According to the National Fire Protection Association (NFPA), firefighters respond to a distress call every 24 seconds. Although the percentage of incidents declined significantly since the 1970s, fire bureaus still responded to over 1.3 million calls in 2017. About half a million of these were structure fires while over 70% impacted the homes. Learn more about fire dangers and the steps that you can do to avoid it here:
What’s the impact of fire?
Fire costs both property and human lives. In 2017, more than 3,300 people died, and nearly 80% of these deaths occurred in home structures, according to NFPA.
According to the City of San Francisco, about 4,000 people can die of house fires each year while more than 1,500 can experience injury. Older people are more likely to perish from it than the general population. It’s not only the people or the animals that can die. So do firefighters. In 2005 alone, not less than 100 of them died while in the line of duty.
The risks of dying of a fire can also vary among states. Based on the data from the U.S. Fire Administration, Virginia has a relative risk of 1, which is similar to that of the general population. Alaska, meanwhile, has a much higher risk at 2.4.
Death from fire usually occurs when the person inhales the fumes or gases. These can result in disorientation, confusion, or sleepiness. If the person is asleep, they may not be able to wake up. The fire can also create thick smoke. It can develop darkness that makes seeing one’s way out tricky, if not impossible.
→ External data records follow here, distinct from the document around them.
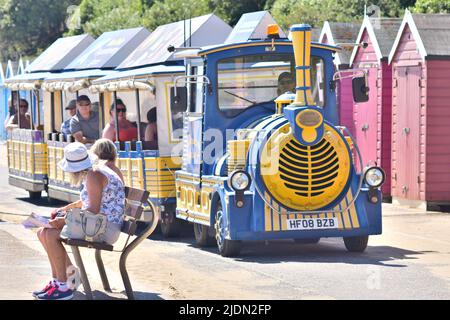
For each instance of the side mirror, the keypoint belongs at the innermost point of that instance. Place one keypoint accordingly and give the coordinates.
(360, 89)
(179, 101)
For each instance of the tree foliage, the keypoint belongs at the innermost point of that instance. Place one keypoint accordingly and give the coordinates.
(315, 12)
(98, 16)
(230, 10)
(29, 26)
(163, 12)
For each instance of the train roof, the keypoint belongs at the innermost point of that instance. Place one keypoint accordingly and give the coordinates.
(126, 79)
(198, 52)
(60, 54)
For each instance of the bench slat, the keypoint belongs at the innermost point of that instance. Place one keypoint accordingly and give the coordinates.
(87, 244)
(133, 211)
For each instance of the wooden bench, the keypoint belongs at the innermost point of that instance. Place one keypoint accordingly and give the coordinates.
(135, 199)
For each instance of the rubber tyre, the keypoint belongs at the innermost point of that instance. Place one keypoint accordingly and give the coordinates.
(35, 195)
(356, 244)
(227, 248)
(307, 241)
(204, 237)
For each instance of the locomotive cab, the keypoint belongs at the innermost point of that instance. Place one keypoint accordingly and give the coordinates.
(262, 164)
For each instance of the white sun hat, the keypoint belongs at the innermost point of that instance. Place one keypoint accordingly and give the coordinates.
(76, 158)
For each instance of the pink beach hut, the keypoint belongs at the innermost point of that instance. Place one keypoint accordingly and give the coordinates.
(372, 119)
(420, 59)
(338, 33)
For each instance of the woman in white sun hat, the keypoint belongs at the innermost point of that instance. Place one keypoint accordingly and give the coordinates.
(102, 192)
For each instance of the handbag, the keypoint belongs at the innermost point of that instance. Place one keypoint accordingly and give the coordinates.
(84, 225)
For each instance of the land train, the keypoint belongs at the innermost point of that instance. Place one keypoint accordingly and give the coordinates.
(254, 163)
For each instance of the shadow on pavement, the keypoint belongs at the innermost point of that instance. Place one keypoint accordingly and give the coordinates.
(101, 295)
(326, 251)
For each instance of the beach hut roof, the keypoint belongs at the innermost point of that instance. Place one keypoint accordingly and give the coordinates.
(431, 33)
(382, 32)
(60, 54)
(340, 32)
(109, 50)
(193, 32)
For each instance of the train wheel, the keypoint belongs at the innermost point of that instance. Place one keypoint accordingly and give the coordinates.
(307, 241)
(227, 248)
(204, 235)
(356, 244)
(35, 195)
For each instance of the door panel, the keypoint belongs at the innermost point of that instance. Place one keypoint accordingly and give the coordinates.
(408, 132)
(412, 138)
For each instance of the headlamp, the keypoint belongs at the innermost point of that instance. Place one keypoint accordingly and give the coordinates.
(374, 177)
(239, 180)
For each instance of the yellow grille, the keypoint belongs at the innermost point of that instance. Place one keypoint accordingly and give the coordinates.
(309, 171)
(305, 177)
(238, 150)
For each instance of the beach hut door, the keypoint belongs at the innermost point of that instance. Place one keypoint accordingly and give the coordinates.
(365, 114)
(407, 132)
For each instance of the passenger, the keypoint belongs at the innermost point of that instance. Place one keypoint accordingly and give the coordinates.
(72, 110)
(103, 192)
(127, 131)
(177, 119)
(151, 131)
(11, 112)
(84, 125)
(25, 119)
(285, 83)
(95, 106)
In 2017, property loss due to fires was worth $23 billion, which was a significant increase compared to the previous year. It already included the damages due to the Northern California wildfires.
What can one do to minimize the risks of fires?
Fires are preventable disasters. Here are some steps:
Let a professional inspect the electrical wiring.
Residential electrical repair services can double-check the quality of the installation. They can determine whether they are still up to standard. Otherwise, they perform the repair. This step is especially crucial for those living in old homes. There’s a good chance that the circuit is already dated. Nevertheless, new ones cannot be complacent. Overall, electrical fires remain one of the leading causes of disasters in the home.
Don’t play with fire—literally.
Besides electrical equipment or circuitry, two of the other causes of fires are candles and smoking materials. According to NFPA, the risks of fire involving candles are high during special holidays such as Christmas or Hanukkah.
Smoking materials such as cigars, pipes, or cigarettes also caused over 17,000 house fires in 2014. These resulted in more than 500 deaths and 1,140 injuries.
Make sure the smoke alarm works.
A study published in the Western Journal of Medicine showed that at least 25% of the smoke alarms found in homes do not work. It might be due to a faulty system, which means a factory defect. In other cases, it’s because the owners forget to change the batteries or, worse, they choose to remove them because they find the sound annoying.
Smoke alarms have been saving lives ever since their introduction in the 1980s. For one, they can detect the presence of gases that can be invisible to the naked eye.
Fires can happen for many reasons, but in most of these situations, they are preventable. It means that a homeowner has all the power to protect themselves, their family, and property by taking the given steps.